I remember that day in the clinic, all the details. It was Good Friday, and the initial relief afterward was quickly replaced by guilt and shame. God surely hated me. I tried to move on, but it was always in the back of my mind. Then in 2009, I got pregnant again. I was so ashamed of myself! I didn’t want anyone to know I was pregnant this time, so I had another abortion, thinking my secret was safe.

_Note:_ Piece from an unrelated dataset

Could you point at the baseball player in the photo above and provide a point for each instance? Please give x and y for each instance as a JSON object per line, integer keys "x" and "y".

About five months later, my three-year-old daughter was diagnosed with leukemia. I saw this as punishment from God, and the fear of losing her almost killed me. Thankfully, He is rich in mercy, and He healed her! He also protected me from myself and people who could have harmed me. Five years later He convicted me of my sins. I saw what I had done through His eyes, and how much He loved me anyway. In the midst of everything, He even brought me a wonderful husband who adopted my daughter. Everything up to that point became so clear. Romans 8:28 says, “But God demonstrates His own love for us in this—while we were still sinners, Christ died for us.” Thank you, Jesus!

Since we got married, we have been blessed with five more children, but life’s trials didn’t suddenly disappear. In 2018, we lost a baby to miscarriage. It was an extremely difficult time that tested me, but God carried us through once again, and we had a baby girl in 2019! I’ve been volunteering at Real Options for over five years now. Real Options Abortion Recovery (ROAR) played an integral part in me understanding God’s grace and forgiveness on a deeper level. Now when women come to RO, I am better equipped to share with them the hope they have in Christ.